# Polyurea Training Classes?



## painter213 (Nov 5, 2008)

*Polyurea Training Classes??* 
I thought I would post this in case anyone wanted any information on Polyurea Training Classes. I will be doing the following training classes in the area's below.

Feb. 1st thru 4th in Alpharetta, GA. at the Hanson Group. For more info go to www.pda-online.org 

Feb. 21st thru 25th in Anchorage, AK. For more info go to www.specialty-products.com This class also trains for Spray Foam Applications as well.

March 8th thru 11th in Santa Fe Springs CA. at Diamond Liners Facility. For more info go to www.pda-online.org

March 14th thru 18th in Lakewood, WA. For more info go to www.specialty-products.com This class also trains for Spray Foam Applications as well.

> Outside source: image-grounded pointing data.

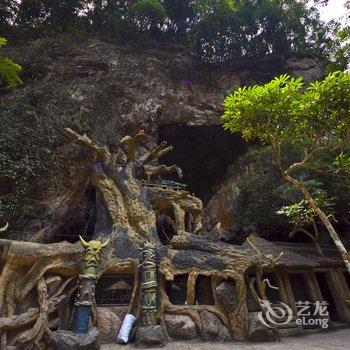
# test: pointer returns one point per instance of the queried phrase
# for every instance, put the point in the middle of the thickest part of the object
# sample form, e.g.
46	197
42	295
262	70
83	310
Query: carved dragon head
93	250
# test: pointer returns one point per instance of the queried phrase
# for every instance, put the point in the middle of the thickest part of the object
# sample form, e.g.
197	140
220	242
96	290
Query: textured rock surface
152	336
108	325
107	91
213	328
65	340
180	327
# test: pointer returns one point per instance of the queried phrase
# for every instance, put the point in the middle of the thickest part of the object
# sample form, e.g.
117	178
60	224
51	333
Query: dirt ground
337	340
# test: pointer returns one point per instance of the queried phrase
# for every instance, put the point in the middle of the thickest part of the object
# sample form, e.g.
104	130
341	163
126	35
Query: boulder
213	329
108	324
152	336
66	340
180	327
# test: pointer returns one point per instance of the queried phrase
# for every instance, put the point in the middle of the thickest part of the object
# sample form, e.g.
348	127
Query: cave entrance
203	152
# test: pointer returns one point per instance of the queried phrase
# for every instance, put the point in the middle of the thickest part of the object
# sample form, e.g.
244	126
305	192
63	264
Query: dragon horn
2	229
83	243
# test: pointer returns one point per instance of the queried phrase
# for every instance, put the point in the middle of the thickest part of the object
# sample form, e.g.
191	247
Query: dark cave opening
203	153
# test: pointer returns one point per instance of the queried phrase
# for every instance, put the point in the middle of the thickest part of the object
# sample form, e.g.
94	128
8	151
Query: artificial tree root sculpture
117	177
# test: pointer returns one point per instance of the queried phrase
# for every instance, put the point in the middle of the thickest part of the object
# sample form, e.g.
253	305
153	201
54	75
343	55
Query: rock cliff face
108	91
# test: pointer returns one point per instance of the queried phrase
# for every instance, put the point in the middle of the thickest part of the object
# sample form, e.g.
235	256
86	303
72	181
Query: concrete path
335	340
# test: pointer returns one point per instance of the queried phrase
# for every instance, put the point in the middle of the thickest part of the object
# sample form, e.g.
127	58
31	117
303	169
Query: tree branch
101	152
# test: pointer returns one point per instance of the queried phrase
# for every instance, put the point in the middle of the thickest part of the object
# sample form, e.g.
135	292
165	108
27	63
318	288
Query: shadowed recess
203	152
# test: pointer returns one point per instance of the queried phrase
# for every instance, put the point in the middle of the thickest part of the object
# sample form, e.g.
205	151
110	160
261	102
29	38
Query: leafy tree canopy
9	70
212	30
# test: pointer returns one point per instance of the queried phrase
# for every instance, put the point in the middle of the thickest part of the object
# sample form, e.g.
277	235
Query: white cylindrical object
125	329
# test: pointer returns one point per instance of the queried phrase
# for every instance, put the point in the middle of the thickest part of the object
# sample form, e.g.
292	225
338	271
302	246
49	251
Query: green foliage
300	214
308	133
269	205
9	70
281	110
212	30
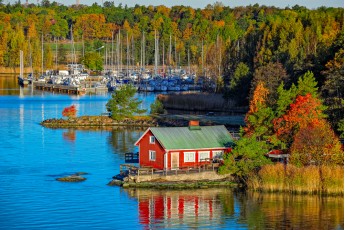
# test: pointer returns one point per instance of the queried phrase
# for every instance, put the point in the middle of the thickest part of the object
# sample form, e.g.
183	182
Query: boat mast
42	56
127	55
188	62
202	57
30	57
163	56
155	70
175	54
56	57
21	66
112	51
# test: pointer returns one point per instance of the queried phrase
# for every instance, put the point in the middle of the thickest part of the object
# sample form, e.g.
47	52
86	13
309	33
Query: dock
77	90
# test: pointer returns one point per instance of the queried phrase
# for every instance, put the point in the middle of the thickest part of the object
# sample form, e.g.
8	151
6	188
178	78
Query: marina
32	169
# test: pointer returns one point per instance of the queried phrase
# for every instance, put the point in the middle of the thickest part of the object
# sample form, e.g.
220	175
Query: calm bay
32	157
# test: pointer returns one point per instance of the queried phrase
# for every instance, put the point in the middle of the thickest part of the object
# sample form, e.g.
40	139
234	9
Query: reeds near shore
199	102
305	180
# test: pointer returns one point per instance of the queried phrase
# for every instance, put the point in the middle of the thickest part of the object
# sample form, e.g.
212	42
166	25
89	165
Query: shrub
70	111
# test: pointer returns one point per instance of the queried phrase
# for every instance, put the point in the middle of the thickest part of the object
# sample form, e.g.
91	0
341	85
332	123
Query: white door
174	160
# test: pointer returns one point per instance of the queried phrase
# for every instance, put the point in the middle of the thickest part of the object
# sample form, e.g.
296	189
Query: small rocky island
98	121
76	177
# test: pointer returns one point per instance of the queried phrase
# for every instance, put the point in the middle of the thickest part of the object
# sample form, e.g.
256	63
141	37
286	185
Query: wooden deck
136	171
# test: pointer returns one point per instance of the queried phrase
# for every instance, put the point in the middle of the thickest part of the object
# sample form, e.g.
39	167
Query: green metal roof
185	138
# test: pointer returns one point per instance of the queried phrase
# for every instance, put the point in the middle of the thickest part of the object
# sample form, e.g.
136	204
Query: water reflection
272	211
69	135
224	208
183	208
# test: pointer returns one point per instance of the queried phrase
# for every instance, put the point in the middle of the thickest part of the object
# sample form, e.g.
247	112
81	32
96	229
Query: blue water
32	157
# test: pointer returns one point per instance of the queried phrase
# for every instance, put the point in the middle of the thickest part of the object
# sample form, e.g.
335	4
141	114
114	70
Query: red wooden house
177	147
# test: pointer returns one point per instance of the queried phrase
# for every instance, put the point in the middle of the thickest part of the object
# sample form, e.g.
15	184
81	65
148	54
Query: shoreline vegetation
98	121
322	180
159	185
203	102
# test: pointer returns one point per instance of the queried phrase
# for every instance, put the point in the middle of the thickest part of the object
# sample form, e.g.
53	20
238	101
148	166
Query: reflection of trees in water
193	208
69	135
122	139
271	211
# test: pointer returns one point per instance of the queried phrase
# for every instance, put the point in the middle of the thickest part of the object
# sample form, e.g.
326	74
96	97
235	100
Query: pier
77	90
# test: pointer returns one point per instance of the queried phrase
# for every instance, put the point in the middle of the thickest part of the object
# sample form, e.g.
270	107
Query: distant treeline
236	47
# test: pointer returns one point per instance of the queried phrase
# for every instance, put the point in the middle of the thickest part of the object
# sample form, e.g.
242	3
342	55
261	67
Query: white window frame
152	139
189	156
151	154
218	154
205	156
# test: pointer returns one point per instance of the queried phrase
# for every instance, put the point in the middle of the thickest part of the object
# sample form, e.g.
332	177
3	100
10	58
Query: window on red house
152	139
189	156
152	155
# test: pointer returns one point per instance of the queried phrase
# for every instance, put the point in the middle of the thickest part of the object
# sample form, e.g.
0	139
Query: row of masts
116	56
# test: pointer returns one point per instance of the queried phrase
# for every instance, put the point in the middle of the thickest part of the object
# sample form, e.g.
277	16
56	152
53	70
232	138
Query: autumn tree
304	111
316	144
259	117
333	90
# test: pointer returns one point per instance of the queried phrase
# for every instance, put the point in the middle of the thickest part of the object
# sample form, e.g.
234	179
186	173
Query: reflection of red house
176	147
186	208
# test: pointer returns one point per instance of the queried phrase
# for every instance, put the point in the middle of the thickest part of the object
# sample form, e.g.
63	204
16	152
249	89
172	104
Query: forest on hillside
236	47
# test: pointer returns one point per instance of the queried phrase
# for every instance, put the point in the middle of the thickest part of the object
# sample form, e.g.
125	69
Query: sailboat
21	80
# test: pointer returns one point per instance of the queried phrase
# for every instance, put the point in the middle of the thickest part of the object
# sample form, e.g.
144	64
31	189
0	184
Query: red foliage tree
316	144
70	111
258	115
304	111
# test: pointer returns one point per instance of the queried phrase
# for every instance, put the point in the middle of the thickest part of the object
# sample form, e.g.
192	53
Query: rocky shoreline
174	185
104	121
97	121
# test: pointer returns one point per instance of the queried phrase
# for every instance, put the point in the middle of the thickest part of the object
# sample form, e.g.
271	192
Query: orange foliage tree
304	111
259	117
316	144
70	111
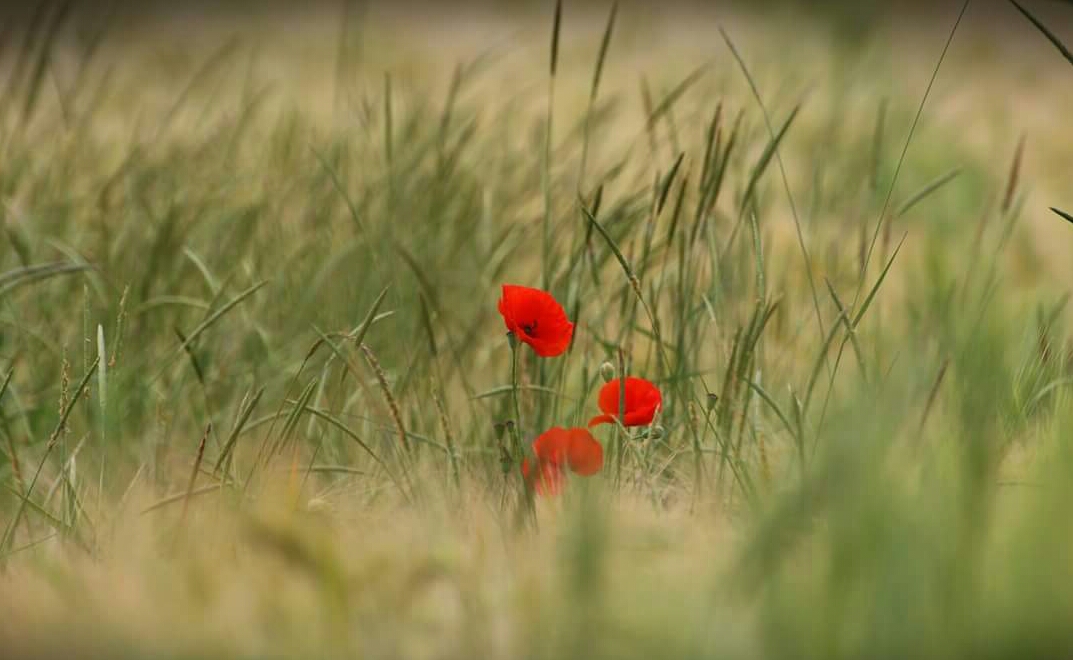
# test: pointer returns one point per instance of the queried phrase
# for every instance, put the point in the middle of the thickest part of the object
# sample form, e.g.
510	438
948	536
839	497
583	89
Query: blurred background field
250	252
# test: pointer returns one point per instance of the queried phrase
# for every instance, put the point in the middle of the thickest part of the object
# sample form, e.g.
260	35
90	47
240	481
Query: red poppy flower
558	449
535	318
642	401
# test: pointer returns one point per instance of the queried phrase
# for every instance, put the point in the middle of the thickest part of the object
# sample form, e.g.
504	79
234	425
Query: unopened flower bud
607	371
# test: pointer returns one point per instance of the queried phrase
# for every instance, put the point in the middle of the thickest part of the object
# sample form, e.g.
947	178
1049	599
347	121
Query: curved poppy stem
514	391
518	451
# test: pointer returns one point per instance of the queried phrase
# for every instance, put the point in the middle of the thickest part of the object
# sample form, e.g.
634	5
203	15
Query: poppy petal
535	318
642	400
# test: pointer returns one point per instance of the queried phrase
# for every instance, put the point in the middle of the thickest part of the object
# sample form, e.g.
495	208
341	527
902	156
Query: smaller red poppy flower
560	449
535	318
642	401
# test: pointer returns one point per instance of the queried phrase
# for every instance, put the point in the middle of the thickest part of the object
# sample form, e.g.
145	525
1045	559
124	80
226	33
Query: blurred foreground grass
865	448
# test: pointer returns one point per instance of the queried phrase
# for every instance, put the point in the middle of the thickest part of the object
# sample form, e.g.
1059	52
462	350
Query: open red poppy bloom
558	449
642	401
535	318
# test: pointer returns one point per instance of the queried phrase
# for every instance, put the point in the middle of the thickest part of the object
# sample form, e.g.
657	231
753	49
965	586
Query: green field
256	399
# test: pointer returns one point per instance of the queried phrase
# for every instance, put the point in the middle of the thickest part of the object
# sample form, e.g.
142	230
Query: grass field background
254	383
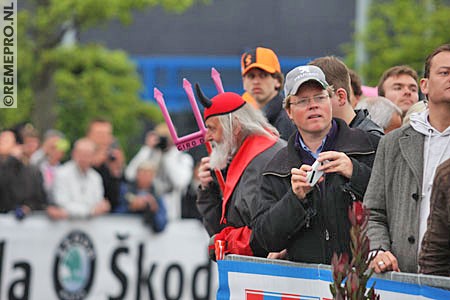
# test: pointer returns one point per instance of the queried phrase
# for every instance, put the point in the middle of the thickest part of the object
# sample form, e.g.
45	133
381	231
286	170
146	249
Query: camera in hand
163	143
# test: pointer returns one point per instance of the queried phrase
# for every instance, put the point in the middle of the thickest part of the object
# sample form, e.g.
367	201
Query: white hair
250	121
380	110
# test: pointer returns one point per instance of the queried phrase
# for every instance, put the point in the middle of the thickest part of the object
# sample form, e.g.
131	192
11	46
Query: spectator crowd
390	152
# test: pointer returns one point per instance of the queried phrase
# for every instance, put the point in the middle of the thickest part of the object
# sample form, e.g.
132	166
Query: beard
220	155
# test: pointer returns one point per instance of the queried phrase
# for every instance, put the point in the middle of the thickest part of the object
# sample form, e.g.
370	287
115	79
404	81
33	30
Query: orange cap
262	58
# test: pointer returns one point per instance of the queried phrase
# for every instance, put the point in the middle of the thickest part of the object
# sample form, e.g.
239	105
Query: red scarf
252	146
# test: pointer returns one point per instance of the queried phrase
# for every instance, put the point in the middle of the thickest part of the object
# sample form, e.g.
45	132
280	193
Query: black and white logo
74	266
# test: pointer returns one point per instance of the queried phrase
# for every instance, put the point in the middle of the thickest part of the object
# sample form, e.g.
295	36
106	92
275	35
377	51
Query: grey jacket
394	194
434	256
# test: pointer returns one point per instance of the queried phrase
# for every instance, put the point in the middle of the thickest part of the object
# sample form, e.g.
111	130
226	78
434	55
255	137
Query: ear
424	85
237	128
288	111
342	96
278	84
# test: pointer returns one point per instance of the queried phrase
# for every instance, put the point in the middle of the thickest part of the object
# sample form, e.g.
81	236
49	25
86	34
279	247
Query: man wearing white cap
311	222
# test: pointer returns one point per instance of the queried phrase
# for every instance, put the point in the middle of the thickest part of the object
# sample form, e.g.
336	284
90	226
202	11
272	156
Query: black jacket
278	117
362	121
20	185
243	203
313	228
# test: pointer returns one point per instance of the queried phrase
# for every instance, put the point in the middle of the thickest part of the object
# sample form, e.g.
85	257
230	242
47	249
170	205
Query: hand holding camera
314	175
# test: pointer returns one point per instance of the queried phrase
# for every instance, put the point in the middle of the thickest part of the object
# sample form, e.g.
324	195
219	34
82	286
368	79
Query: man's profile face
260	85
315	118
402	90
214	130
437	86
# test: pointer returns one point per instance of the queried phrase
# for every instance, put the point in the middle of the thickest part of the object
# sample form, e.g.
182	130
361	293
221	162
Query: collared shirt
313	154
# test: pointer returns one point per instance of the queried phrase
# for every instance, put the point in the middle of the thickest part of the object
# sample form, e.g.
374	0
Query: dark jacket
313	228
434	256
278	117
362	121
20	185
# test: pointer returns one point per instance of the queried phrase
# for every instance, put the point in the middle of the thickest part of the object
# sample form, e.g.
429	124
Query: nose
407	90
208	136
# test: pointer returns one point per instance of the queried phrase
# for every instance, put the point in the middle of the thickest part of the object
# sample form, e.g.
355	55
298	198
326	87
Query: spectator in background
108	160
398	195
78	188
312	223
336	73
29	138
50	137
48	158
356	88
174	168
399	84
419	107
139	197
434	256
263	81
21	185
383	112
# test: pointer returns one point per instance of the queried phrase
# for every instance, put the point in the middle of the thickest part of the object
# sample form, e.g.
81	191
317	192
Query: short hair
355	82
336	72
380	110
442	48
394	72
415	108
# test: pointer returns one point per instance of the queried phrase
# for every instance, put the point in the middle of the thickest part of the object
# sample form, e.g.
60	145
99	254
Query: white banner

That is the schedule for now. If anyone has any interest just go to the web sites and check it out. Hope to see some of you there.


----------



## Daekine (Mar 1, 2011)

well if you did i class in ct i would definatly go i love to poly i would love even more to profect it. I would recomend people to go to this if there in the area and take full advantage of this kind of training! I think it awesome what your doing to man :thumbsup:


----------



## painter213 (Nov 5, 2008)

Thanks Sir!! I will mention it to your local salesman for SPI and see if we can get up an interest list for the Northeast area for a class.


----------



## painter213 (Nov 5, 2008)

Just finished up the PDA Polyurea applicator class today and it has been a great week. Eleven students, five of which came from other countries and had five in the class that had never sprayed before. Everyone had a great time and seemed to learn a lot. Looking forward to the PDA annual conference in New Orleans in April. Hope to see ya there!!

Next class is in Lakewood, WA. next week at SPI for there applicator course for Spray Foam and Polyurea.


----------